The Monday morning quarterback

Florida-Georgia: It doesn’t get better than this!!!  After all it’s like a bowl game played on a neutral site in the great city of Jacksonville. The unique format where the stadium is split down the middle and the intensity of the rivalry makes this a great show on national television every year.

As a player, Steve Spurrier had his frustrations in Jacksonville, losing to Georgia his senior year when Florida could have won its first SEC Championship.  I watched that game on TV when I was a junior in high school and agonized as future All-Pros Jake Scott and Bill Stanfill, who went on become defensive stars for the Miami Dolphins, had their day.

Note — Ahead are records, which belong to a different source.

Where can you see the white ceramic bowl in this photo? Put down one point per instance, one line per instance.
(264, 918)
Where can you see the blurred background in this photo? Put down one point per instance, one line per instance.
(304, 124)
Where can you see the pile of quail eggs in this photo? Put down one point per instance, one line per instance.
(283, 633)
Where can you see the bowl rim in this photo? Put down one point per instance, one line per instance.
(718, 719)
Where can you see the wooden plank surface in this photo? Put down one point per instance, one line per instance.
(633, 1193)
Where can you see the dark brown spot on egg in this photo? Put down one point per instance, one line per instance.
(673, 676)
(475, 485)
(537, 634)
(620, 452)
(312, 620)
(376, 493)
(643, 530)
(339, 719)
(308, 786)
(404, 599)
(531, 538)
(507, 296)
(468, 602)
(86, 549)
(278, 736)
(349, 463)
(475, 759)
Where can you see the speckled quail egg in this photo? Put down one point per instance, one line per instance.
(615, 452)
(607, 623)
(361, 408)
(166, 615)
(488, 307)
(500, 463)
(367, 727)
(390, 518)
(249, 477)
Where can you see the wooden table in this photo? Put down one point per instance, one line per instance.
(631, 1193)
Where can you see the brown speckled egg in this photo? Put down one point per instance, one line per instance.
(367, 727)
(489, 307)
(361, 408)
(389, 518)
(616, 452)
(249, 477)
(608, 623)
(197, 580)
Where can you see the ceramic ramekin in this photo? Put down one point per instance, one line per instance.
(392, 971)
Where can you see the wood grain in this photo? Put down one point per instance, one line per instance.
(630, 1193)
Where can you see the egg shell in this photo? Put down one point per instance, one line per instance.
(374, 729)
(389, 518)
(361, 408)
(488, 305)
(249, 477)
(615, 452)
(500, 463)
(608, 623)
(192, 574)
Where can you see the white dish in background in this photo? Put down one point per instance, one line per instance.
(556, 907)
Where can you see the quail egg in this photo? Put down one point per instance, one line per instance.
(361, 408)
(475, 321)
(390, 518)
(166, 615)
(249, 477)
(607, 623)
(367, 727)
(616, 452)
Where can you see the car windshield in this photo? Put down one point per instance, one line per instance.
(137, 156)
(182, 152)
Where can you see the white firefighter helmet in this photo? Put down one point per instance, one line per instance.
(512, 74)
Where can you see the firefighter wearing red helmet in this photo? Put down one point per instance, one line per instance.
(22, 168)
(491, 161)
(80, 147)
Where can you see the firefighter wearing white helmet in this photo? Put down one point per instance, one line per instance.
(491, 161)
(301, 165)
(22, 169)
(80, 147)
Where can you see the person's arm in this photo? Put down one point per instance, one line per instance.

I don’t think Spurrier ever got over it, which is why when he became Florida’s head coach he did his best to make up for it.

Vince Dooley went 17-7-1 against the Gators during his 25-year tenure at Georgia. In my three years against Dooley, we were 1-1-1.

In 1969 I remember busing over to Jacksonville to play Georgia. We lost our only game that season the week before against Auburn when I set an NCAA record for throwing nine interceptions in one game. I was 33-66 for 350 yards with nine picks. Yes, it was the worst nightmare of my life and a lot of people come up to me even today to remind me. They think it’s funny.

We were tied for first place with Tennessee in the Southeastern Conference race. Both of us had one loss. So we had a chance to win the SEC if we could beat Georgia. Late in the game we were tied, 13-13 with time running out. We drove 75 yards to the Georgia five with Carlos Alvarez and Andy Cheney making critical catches for us and Touchdown Tommy Durrance keeping the chains moving with some great runs. With three seconds left, our field goal team ran onto the field for a chip shot that would win the SEC but the snap was low, the hold was late and we missed. We ended up in a tie for second place in the conference. We played Tennessee, which won the SEC, in the Gators Bowl game and beat them 14-13. Our locker room was robbed while we played the game and the thieves took the few dollars each of us had in our pockets along with any watches or rings we had.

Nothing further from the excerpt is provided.